635748 – regex: [A-z] detected as empty range with en_US.UTF-8

RHEL Engineering is moving the tracking of its product development work on RHEL 6 through RHEL 9 to Red Hat Jira (issues.redhat.com). If you're a Red Hat customer, please continue to file support cases via the Red Hat customer portal. If you're not, please head to the "RHEL project" in Red Hat Jira and file new tickets here. Individual Bugzilla bugs in the statuses "NEW", "ASSIGNED", and "POST" are being migrated throughout September 2023. Bugs of Red Hat partners with an assigned Engineering Partner Manager (EPM) are migrated in late September as per pre-agreed dates. Bugs against components "kernel", "kernel-rt", and "kpatch" are only migrated if still in "NEW" or "ASSIGNED". If you cannot log in to RH Jira, please consult article #7032570. That failing, please send an e-mail to the RH Jira admins at rh-issues@redhat.com to troubleshoot your issue as a user management inquiry. The email creates a ServiceNow ticket with Red Hat. Individual Bugzilla bugs that are migrated will be moved to status "CLOSED", resolution "MIGRATED", and set with "MigratedToJIRA" in "Keywords". The link to the successor Jira issue will be found under "Links", have a little "two-footprint" icon next to it, and direct you to the "RHEL project" in Red Hat Jira (issue links are of type "https://issues.redhat.com/browse/RHEL-XXXX", where "X" is a digit). This same link will be available in a blue banner at the top of the page informing you that that bug has been migrated.

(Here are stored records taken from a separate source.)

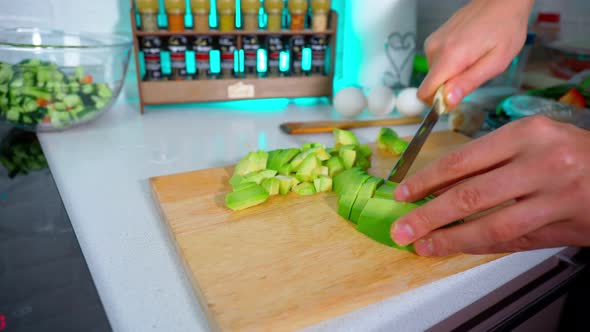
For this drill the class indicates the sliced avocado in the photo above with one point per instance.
(335, 166)
(304, 189)
(323, 184)
(253, 162)
(365, 193)
(286, 183)
(344, 137)
(348, 157)
(377, 217)
(307, 169)
(247, 197)
(258, 177)
(271, 185)
(347, 198)
(386, 190)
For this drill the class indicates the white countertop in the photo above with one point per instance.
(102, 172)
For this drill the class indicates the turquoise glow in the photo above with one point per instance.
(306, 61)
(215, 61)
(261, 60)
(284, 61)
(262, 143)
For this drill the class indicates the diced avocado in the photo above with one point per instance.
(306, 171)
(365, 193)
(286, 183)
(344, 137)
(258, 177)
(377, 217)
(386, 190)
(271, 185)
(246, 198)
(322, 184)
(347, 198)
(365, 150)
(389, 140)
(286, 169)
(400, 146)
(342, 180)
(304, 189)
(335, 166)
(272, 161)
(322, 170)
(284, 158)
(253, 162)
(348, 157)
(363, 163)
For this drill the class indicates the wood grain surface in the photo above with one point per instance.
(292, 261)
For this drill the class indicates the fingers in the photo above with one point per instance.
(505, 225)
(475, 195)
(466, 82)
(473, 158)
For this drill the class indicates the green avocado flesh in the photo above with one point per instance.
(362, 199)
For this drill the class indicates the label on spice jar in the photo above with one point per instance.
(202, 46)
(177, 46)
(151, 48)
(251, 47)
(274, 47)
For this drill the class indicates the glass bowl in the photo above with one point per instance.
(53, 80)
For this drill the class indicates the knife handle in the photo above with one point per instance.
(316, 127)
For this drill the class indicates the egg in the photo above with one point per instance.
(350, 101)
(381, 101)
(408, 102)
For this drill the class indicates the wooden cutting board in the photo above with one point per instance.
(292, 261)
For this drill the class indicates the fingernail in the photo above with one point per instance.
(455, 96)
(424, 247)
(402, 192)
(402, 233)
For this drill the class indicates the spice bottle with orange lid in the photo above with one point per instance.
(175, 9)
(148, 11)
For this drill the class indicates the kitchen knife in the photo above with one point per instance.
(401, 168)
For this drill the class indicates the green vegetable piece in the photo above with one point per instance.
(284, 158)
(342, 180)
(259, 176)
(235, 180)
(348, 158)
(335, 166)
(271, 185)
(246, 198)
(344, 137)
(386, 190)
(304, 189)
(72, 100)
(272, 159)
(365, 193)
(306, 171)
(377, 217)
(347, 198)
(286, 169)
(365, 151)
(286, 183)
(363, 163)
(323, 184)
(253, 162)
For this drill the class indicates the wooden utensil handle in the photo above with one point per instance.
(315, 127)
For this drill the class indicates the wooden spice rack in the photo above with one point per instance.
(224, 89)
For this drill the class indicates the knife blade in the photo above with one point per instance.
(404, 163)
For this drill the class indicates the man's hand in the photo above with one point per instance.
(540, 167)
(473, 46)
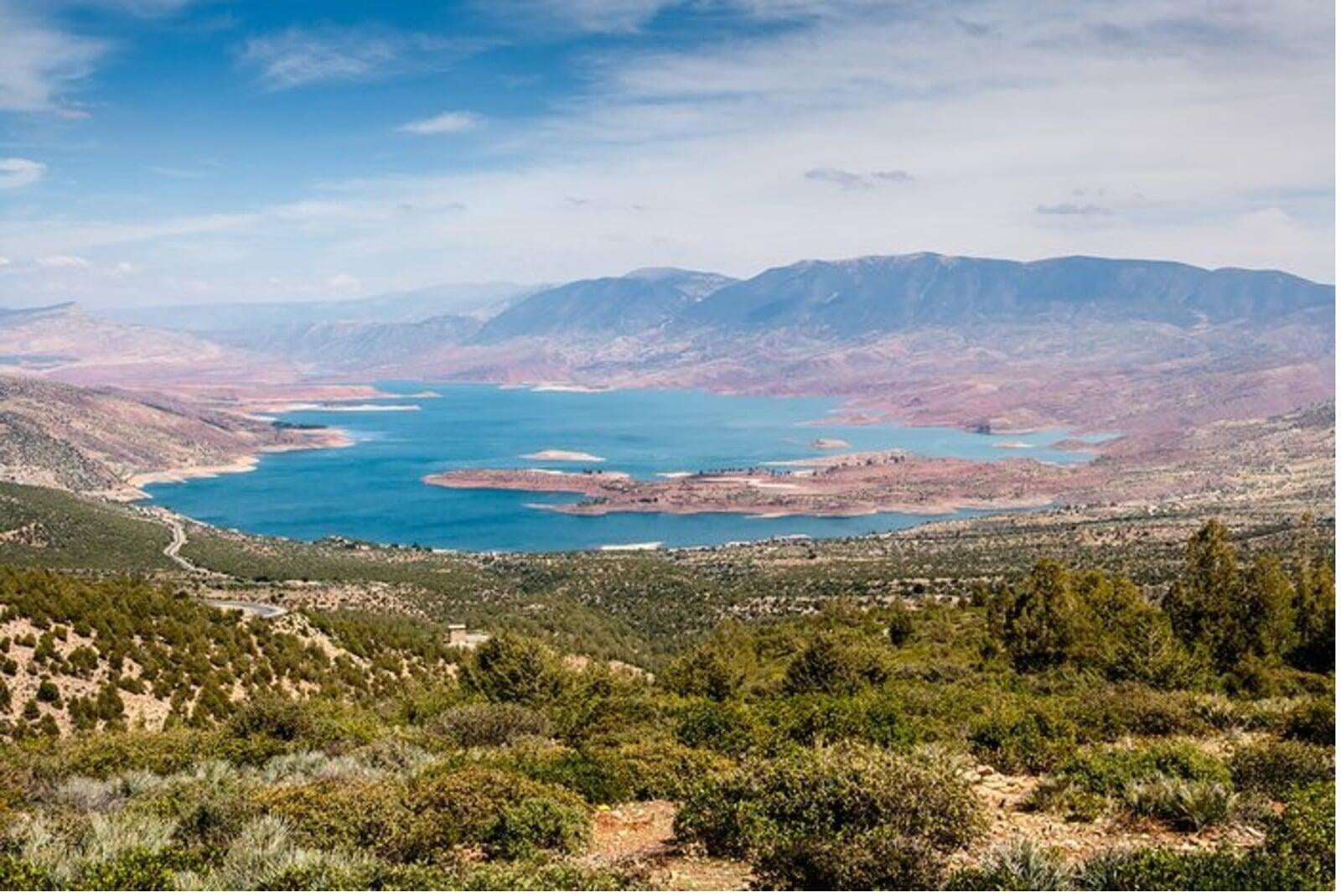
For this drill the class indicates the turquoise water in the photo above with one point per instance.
(372, 489)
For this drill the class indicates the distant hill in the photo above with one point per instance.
(53, 433)
(605, 306)
(64, 341)
(463, 299)
(341, 345)
(900, 293)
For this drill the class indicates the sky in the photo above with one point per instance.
(165, 152)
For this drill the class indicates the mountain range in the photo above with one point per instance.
(924, 337)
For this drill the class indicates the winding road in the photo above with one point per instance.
(173, 553)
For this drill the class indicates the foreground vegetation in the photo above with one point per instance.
(847, 748)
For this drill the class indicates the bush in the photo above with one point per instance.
(1274, 768)
(484, 808)
(831, 666)
(1166, 869)
(727, 728)
(1111, 770)
(1021, 742)
(1016, 865)
(1187, 804)
(848, 817)
(270, 717)
(536, 824)
(665, 770)
(339, 815)
(489, 724)
(1300, 845)
(707, 672)
(511, 668)
(815, 719)
(1314, 722)
(903, 624)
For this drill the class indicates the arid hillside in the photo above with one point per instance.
(53, 433)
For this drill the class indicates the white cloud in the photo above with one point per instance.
(1209, 127)
(20, 172)
(64, 261)
(298, 57)
(451, 122)
(39, 62)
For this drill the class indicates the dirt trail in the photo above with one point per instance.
(640, 836)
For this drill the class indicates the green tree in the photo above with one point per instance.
(514, 668)
(1043, 621)
(902, 624)
(829, 666)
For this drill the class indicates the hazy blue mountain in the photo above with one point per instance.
(605, 306)
(878, 294)
(344, 345)
(466, 299)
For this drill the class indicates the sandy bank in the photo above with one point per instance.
(312, 440)
(556, 453)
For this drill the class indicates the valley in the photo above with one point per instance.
(1026, 503)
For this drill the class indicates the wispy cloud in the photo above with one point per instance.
(853, 180)
(1073, 208)
(179, 174)
(64, 261)
(449, 122)
(299, 57)
(39, 62)
(20, 172)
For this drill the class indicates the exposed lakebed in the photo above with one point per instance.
(373, 489)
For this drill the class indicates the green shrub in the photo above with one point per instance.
(598, 775)
(1300, 847)
(903, 624)
(49, 692)
(513, 668)
(831, 666)
(667, 770)
(339, 815)
(1274, 768)
(270, 717)
(1314, 722)
(538, 873)
(1111, 770)
(1187, 804)
(815, 719)
(467, 808)
(131, 871)
(1017, 865)
(489, 724)
(1017, 742)
(1166, 869)
(17, 873)
(847, 817)
(706, 672)
(733, 728)
(536, 824)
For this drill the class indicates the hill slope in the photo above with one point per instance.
(53, 433)
(605, 306)
(887, 294)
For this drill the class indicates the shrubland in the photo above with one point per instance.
(831, 748)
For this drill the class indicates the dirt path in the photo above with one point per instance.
(640, 836)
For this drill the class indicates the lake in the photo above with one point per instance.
(372, 489)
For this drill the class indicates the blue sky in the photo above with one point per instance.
(194, 151)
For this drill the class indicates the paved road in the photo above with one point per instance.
(173, 553)
(263, 610)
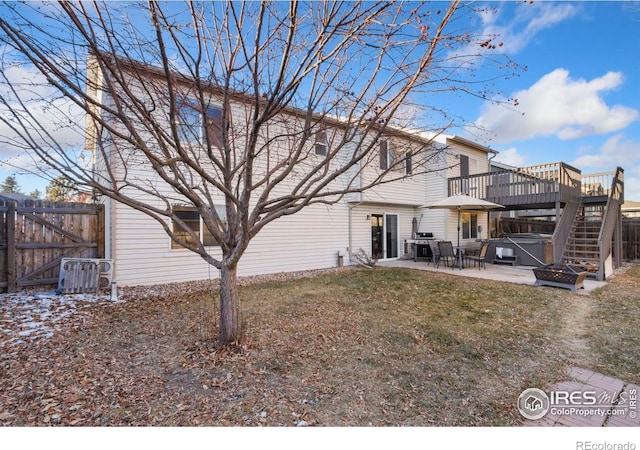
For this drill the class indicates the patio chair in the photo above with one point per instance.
(446, 253)
(435, 253)
(480, 258)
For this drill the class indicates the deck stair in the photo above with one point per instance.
(582, 251)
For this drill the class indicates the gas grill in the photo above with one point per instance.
(421, 247)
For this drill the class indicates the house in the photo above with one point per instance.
(379, 221)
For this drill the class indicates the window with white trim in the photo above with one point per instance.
(321, 142)
(191, 127)
(394, 158)
(469, 222)
(191, 218)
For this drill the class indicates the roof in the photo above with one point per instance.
(425, 137)
(15, 197)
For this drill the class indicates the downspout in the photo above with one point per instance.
(351, 208)
(493, 155)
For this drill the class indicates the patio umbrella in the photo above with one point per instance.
(463, 202)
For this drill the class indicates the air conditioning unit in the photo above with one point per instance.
(80, 275)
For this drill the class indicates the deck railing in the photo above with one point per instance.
(612, 222)
(540, 184)
(599, 184)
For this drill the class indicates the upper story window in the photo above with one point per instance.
(394, 158)
(469, 226)
(191, 218)
(321, 142)
(192, 127)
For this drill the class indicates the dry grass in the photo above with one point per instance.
(354, 348)
(613, 328)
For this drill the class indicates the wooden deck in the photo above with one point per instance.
(542, 186)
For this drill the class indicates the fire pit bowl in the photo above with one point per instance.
(559, 275)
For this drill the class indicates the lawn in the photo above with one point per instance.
(354, 347)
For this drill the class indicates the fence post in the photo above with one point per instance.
(11, 247)
(100, 238)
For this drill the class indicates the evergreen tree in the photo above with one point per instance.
(10, 186)
(60, 189)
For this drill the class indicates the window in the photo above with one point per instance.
(191, 127)
(395, 158)
(191, 218)
(321, 142)
(469, 225)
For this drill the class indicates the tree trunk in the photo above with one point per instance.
(229, 304)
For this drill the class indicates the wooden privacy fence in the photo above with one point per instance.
(631, 238)
(37, 234)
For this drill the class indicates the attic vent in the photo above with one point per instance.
(81, 275)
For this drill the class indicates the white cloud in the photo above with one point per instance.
(50, 117)
(557, 105)
(614, 152)
(528, 21)
(511, 157)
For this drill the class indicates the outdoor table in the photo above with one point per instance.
(459, 257)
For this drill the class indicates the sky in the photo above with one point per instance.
(578, 101)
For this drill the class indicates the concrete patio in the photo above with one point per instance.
(498, 272)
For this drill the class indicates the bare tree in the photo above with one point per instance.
(227, 106)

Bug 635748 - regex: [A-z] detected as empty range with en_US.UTF-8

Summary: regex: [A-z] detected as empty range with en_US.UTF-8

Keywords:
Status:	CLOSED WORKSFORME
Alias:	None
Product:	Red Hat Enterprise Linux 6
Classification:	Red Hat
Component:	grep
Sub Component:
Version:	6.0
Hardware:	All
OS:	Linux
Priority:	low
Severity:	medium
Target Milestone:	rc
Target Release:	---
Assignee:	Jaroslav Škarvada
QA Contact:	BaseOS QE - Apps
Docs Contact:
URL:
Whiteboard:
Depends On:	583011
Blocks:
TreeView+	depends on / blocked

Reported:	2010-09-20 15:55 UTC by Jaroslav Škarvada
Modified:	2010-11-24 11:25 UTC (History)
CC List:	7 users (show)
Fixed In Version:
Doc Type:	Bug Fix
Doc Text:
Clone Of:	583011
Environment:
Last Closed:	2010-11-24 11:25:50 UTC
Target Upstream Version:
Embargoed:

Attachments	(Terms of Use)

Description Jaroslav Škarvada 2010-09-20 15:55:56 UTC

+++ This bug was initially created as a clone of Bug #583011 +++

"make pdf" in binutils is broken:

[hjl@gnu-6 bfd]$ make pdf
Making pdf in doc
make[1]: Entering directory `/export/build/gnu/binutils/build-x86_64-linux/bfd/doc'
TEXINPUTS="/export/gnu/import/git/binutils/bfd/../texinfo:$TEXINPUTS" \
	MAKEINFO='makeinfo --split-size=5000000   -I /export/gnu/import/git/binutils/bfd/doc' \
	`if test -f /export/gnu/import/git/binutils/bfd/../texinfo/util/texi2dvi; then echo /export/gnu/import/git/binutils/bfd/../texinfo/util/texi2dvi; else echo texi2dvi; fi` --pdf --batch -o bfd.pdf `test -f 'bfd.texinfo' || echo '/export/gnu/import/git/binutils/bfd/doc/'`bfd.texinfo
egrep: Invalid range end
/usr/bin/texi2dvi: cannot read .//export/gnu/import/git/binutils/bfd/doc/bfd.texinfo, skipping.
make[1]: *** [bfd.pdf] Error 1
make[1]: Leaving directory `/export/build/gnu/binutils/build-x86_64-linux/bfd/doc'
make: *** [pdf-recursive] Error 1
[hjl@gnu-6 bfd]$ 

/usr/bin/texi2dvi has

 # If the COMMAND_LINE_FILENAME is not absolute (e.g., --debug.tex),
  # prepend `./' in order to avoid that the tools take it as an option.
  echo "$command_line_filename" | $EGREP '^(/|[A-z]:/)' >&6 \
  || command_line_filename="./$command_line_filename"

and it no longer works:

[hjl@gnu-6 bfd]$ echo foo | egrep '^(/|[A-z]:/)'
egrep: Invalid range end
[hjl@gnu-6 bfd]$

--- Additional comment from hongjiu.lu on 2010-04-16 14:52:35 CEST ---

It doesn't like "[A-z]"

[hjl@gnu-6 bfd]$ echo foo | egrep '[A-z]'
egrep: Invalid range end
[hjl@gnu-6 bfd]$ echo foo | egrep '[A-Z]'
foo
[hjl@gnu-6 bfd]$

--- Additional comment from hongjiu.lu on 2010-04-16 14:58:47 CEST ---

I am not sure what "[A-z]" means. Shouldn't it be "[A-Z]"?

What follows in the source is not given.